My intent is to cluster document vectors from doc2vec using HDBSCAN. I want to find tiny clusters where there are semantical and textual duplicates.
To do this I am using gensim to generate document vectors. The elements of the resulting docvecs are all in the range [-1,1].
To compare two documents I want to compare the angular similarity. I do this by calculating the cosine similarity of the vectors, which works fine.
But, to cluster the documents HDBSCAN requires a distance matrix, and not a similarity matrix. The native conversion from cosine similarity to cosine distance in sklearn
is 1-similarity
. However, it is my understanding that using this formula can break the triangle inequality preventing it from being a true distance metric. When searching and looking at other people's code for similar tasks, it seems that most people seem to be using sklearn.metrics.pairwise.pairwise_distances(data, metric='cosine')
which is defines cosine distance as 1-similarity
anyway.
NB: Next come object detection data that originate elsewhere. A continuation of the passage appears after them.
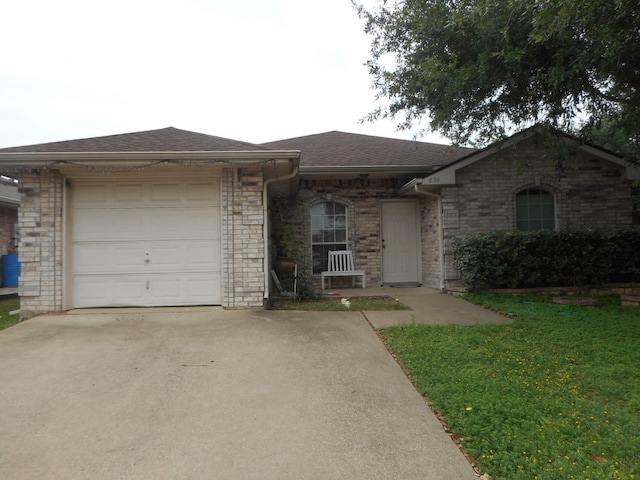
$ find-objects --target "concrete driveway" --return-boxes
[0,308,476,480]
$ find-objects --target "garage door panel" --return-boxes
[145,207,220,238]
[71,178,222,307]
[115,183,144,201]
[72,209,147,242]
[186,182,220,204]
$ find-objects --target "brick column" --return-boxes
[18,169,63,318]
[222,167,266,308]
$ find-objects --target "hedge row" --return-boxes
[452,227,640,291]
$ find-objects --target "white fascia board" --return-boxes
[0,150,300,168]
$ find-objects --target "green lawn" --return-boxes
[0,297,20,330]
[381,295,640,480]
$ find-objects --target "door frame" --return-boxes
[380,198,422,285]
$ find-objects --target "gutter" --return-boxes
[262,159,300,300]
[0,150,299,167]
[413,180,445,292]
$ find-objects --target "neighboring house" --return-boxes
[263,127,640,290]
[0,128,640,315]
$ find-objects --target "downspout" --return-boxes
[413,183,445,292]
[262,161,299,300]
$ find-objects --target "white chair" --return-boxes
[320,250,366,290]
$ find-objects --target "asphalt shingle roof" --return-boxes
[261,131,475,168]
[0,127,475,170]
[0,127,268,153]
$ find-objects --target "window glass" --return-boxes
[310,202,347,273]
[516,188,556,232]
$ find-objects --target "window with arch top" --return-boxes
[516,188,556,232]
[311,202,347,273]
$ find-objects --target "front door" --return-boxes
[381,200,421,284]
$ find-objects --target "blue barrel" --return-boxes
[2,254,20,288]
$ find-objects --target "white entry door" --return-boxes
[69,177,222,308]
[381,200,421,284]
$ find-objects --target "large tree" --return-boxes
[354,0,640,161]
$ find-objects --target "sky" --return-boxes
[0,0,448,147]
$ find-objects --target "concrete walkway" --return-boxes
[0,308,477,480]
[325,286,511,328]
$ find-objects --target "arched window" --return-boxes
[516,188,556,232]
[311,202,347,273]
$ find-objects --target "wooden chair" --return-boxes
[320,250,366,290]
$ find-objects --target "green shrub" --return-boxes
[452,227,640,291]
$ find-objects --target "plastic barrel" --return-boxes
[2,255,20,288]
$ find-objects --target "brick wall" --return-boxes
[222,167,264,308]
[271,179,410,289]
[0,205,18,255]
[18,169,63,318]
[442,138,631,281]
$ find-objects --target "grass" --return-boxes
[0,297,20,330]
[276,296,410,312]
[381,295,640,480]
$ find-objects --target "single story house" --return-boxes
[0,128,640,316]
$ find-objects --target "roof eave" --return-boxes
[300,165,435,176]
[0,150,300,168]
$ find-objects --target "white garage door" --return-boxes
[70,178,222,308]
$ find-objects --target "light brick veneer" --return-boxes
[442,137,632,281]
[222,167,264,308]
[18,169,63,318]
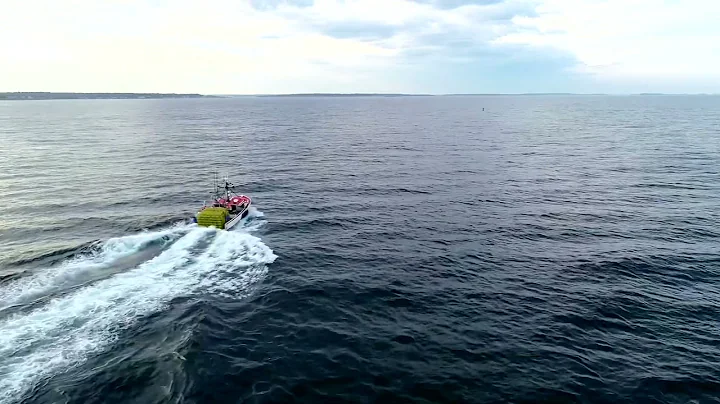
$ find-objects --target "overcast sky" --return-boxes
[0,0,720,94]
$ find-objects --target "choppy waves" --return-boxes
[0,214,275,403]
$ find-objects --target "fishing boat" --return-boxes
[193,176,252,230]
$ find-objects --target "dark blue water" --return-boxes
[0,97,720,404]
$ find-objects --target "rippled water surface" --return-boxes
[0,96,720,404]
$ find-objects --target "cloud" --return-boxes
[0,0,720,93]
[494,0,720,84]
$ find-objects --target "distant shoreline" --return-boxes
[0,92,211,101]
[0,92,718,101]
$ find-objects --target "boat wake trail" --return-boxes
[0,216,276,403]
[0,225,189,312]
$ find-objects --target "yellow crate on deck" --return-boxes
[197,207,228,229]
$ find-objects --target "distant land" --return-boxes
[0,92,213,100]
[0,92,717,101]
[250,93,432,97]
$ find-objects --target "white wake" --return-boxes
[0,225,190,310]
[0,216,276,403]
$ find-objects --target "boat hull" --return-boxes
[225,206,250,230]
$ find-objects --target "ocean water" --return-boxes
[0,96,720,404]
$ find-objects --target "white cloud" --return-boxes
[0,0,720,93]
[0,0,522,93]
[495,0,720,83]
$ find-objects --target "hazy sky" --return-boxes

It looks like it provides appropriate results.
I am wondering if this is correct, or if I should use angular distance instead, calculated as np.arccos(cosine similarity)/pi
. I have also seen people use Euclidean distance on l2-normalized document vectors; this seems to be equivalent to cosine similarity.
Please let me know what is the most appropriate method for calculating distance between document vectors for clustering :)